En outre, le manque d'investissement et la faible productivité du secteur agricole contribuent aux pénuries alimentaires en Afrique. Environ 40 % des produits agricoles africains n'atteignent pas les marchés, constate l'hebdomadaire britannique The Economist. Dans certaines régions, telles que l'Ouest du Kenya et le Nord de l'Éthiopie, les familles n'ont souvent pas suffisamment de terres pour assurer leur survie. Faute de droits fonciers et d'accès au crédit, plus particulièrement pour les femmes, le volume des récoltes provenant de petites exploitations reste limité, observe le magazine.

Loin de se laisser décourager par ces crises alimentaires chroniques, les experts et les militants contre la pauvreté redoublent d'efforts. Robert Townsend, économiste à la Banque mondiale, rappelle que de meilleures semences, plus d'engrais et l'amélioration des méthodes agricoles augmentent les récoltes. Au Bénin, le Programme mis en place par la Banque a fourni des engrais aux agriculteurs. Résultat : la production de céréales a augmenté de 100 000 tonnes. M. Townsend appelle à plus d'investissements dans la recherche pour mettre au point des variétés améliorées, ainsi que dans des systèmes d'irrigation fiables.

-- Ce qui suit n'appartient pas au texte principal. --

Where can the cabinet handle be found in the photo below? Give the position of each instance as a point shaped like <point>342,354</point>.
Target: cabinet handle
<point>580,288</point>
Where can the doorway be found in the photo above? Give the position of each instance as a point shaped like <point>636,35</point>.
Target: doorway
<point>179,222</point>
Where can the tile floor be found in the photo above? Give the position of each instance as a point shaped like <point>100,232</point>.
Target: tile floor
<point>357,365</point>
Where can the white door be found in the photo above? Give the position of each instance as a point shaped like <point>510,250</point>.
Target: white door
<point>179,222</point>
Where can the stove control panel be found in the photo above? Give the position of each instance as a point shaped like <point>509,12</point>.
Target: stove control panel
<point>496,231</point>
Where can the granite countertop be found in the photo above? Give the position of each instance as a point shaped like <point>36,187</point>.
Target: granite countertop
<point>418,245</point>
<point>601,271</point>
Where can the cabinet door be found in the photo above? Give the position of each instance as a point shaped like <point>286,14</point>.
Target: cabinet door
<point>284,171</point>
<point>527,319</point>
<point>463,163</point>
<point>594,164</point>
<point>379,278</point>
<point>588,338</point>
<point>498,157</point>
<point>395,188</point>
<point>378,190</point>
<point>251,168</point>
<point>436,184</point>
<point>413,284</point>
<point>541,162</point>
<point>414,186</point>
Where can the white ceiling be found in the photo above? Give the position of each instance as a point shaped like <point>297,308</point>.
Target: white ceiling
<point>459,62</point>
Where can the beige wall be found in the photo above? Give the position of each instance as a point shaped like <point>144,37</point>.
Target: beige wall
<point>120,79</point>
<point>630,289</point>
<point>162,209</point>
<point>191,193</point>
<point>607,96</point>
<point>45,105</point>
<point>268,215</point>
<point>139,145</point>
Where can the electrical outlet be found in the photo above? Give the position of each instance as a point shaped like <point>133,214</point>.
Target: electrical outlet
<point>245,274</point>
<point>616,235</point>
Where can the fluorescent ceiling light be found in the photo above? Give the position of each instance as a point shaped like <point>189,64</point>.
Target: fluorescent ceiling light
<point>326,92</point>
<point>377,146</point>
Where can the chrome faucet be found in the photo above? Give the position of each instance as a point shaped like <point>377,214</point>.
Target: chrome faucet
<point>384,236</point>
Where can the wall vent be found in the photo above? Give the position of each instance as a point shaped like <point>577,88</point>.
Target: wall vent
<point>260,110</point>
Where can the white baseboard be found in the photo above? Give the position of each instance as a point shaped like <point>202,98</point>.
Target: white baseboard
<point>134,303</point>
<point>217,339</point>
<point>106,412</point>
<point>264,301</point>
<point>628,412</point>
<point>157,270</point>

Une initiative lancée par l'Union africaine pour inciter les États à investir davantage dans l'agriculture donne également des résultats prometteurs. Quelque 26 pays ont signé des accords dans ce sens, dans le cadre du Nouveau Partenariat pour le développement de l'Afrique (NEPAD), le programme de développement de l'Afrique. Les États signataires sont tenus de consacrer à l'agriculture au moins 10 % de leur budget national (voir Afrique Renouveau, avril 2011).

Investir et produire

Dans certains pays, les résultats sont remarquables. Le Rwanda, premier pays à adopter le programme en 2007, a multiplié par près de cinq les superficies affectées à la culture du maïs. En trois ans, sa production est passée de moins de 0,8 tonne à 2,5 tonnes par hectare (soit une hausse de 212 %). Le Malawi a aussi connu des succès comparables, tout comme la Sierra Leone et la Tanzanie notamment.

Il est tout aussi important de mettre un terme aux inégalités entre les sexes. Assurer aux femmes rurales le même accès que les hommes à la terre, à la technologie, aux services financiers, à l'éducation et aux marchés, affirme la FAO dans son rapport , augmentera la production agricole et pourrait réduire de 150 millions à l'échelle mondiale le nombre de personnes souffrant de la faim.

Tout indique que la nécessaire réforme du système alimentaire mondial sera lente et tardive. D'ici là, il est probable que d'autres crises éclatent. Constatant l'incapacité du G20 à parvenir à un accord sur les politiques agricoles, Oxfam estime que « l'approche du G20 est loin de la chirurgie radicale » requise pour s'attaquer aux maux du système alimentaire mondial. Fatalement, cette inaction mènera à une thérapie de choc d'autant plus douloureuse qu'elle aura été sans cesse retardée.